“Better hesh-nazza eat takku than us,” Lame One said.

“Big takku,” Stabber remarked. “Hesh-nazza eat long time. Then go to sleep. Next sun-time, be hungry, hunt again.”

“Hesh-nazza not come up here,” Carries-Bright-Things said. “Stay by moving-water, in low place.”

She was right; hesh-nazza did not like to climb steep places. They stayed by moving-waters, and hunted by lying quietly and waiting for animals, or for People, to come by. He was glad that he and the others had not crossed farther up the stream.

It would still be daylight for a time, but the sun was low enough that they should begin to think about finding a good sleeping-place. The top of this mountain was big and he could see nothing ahead but woods — big trees, some nut-trees. This would be a good place to sleep, and after the sun came out of its sleeping-place, they could go down into the low place on the other side.

“Go down way we came up,” Big She argued. Lately, Big She was beginning to be contrary. “Good place; nut-trees.”

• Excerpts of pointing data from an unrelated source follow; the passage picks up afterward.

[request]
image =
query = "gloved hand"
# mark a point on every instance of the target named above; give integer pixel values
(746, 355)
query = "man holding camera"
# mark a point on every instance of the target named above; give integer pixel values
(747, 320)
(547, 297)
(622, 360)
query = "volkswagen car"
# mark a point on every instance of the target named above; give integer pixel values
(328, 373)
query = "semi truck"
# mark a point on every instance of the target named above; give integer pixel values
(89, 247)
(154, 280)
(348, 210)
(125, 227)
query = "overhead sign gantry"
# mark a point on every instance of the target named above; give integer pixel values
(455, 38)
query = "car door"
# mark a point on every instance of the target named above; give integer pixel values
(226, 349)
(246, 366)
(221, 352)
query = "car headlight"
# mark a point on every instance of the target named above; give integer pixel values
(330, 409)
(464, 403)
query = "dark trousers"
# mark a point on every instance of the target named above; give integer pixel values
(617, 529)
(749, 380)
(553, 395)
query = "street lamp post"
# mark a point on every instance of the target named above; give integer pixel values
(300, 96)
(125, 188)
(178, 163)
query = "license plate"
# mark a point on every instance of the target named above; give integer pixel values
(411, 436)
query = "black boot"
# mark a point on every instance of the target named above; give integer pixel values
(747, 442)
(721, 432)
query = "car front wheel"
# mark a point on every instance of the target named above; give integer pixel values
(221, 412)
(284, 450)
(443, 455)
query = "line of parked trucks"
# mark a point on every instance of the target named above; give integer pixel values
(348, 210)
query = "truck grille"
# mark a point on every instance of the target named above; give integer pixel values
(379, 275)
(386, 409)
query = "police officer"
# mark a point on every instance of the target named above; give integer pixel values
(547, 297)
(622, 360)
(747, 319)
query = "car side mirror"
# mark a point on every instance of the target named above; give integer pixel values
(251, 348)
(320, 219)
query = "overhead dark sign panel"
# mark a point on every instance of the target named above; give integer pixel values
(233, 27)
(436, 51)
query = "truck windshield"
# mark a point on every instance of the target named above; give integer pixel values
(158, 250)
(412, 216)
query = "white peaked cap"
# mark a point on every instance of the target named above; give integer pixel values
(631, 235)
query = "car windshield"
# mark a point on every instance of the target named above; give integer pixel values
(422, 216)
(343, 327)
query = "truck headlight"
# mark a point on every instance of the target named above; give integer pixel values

“Bad place; hesh-nazza,” Stabber told her. “Hesh-nazza go down moving water little way, wait. We come, then we be inside hesh-nazza. Better do what Wise One say; Wise One knows best.”

“First, find sleeping-place here,” he said. “Now we go hunt. Everybody, look for good place to sleep.”

The others agreed. They had seen nut-trees here too; where there were nut-trees, there were small animals, good to eat, which gnawed nut-shells open. They might kill and eat a few. Nuts were good, but meat was better. There might even be zatku up here.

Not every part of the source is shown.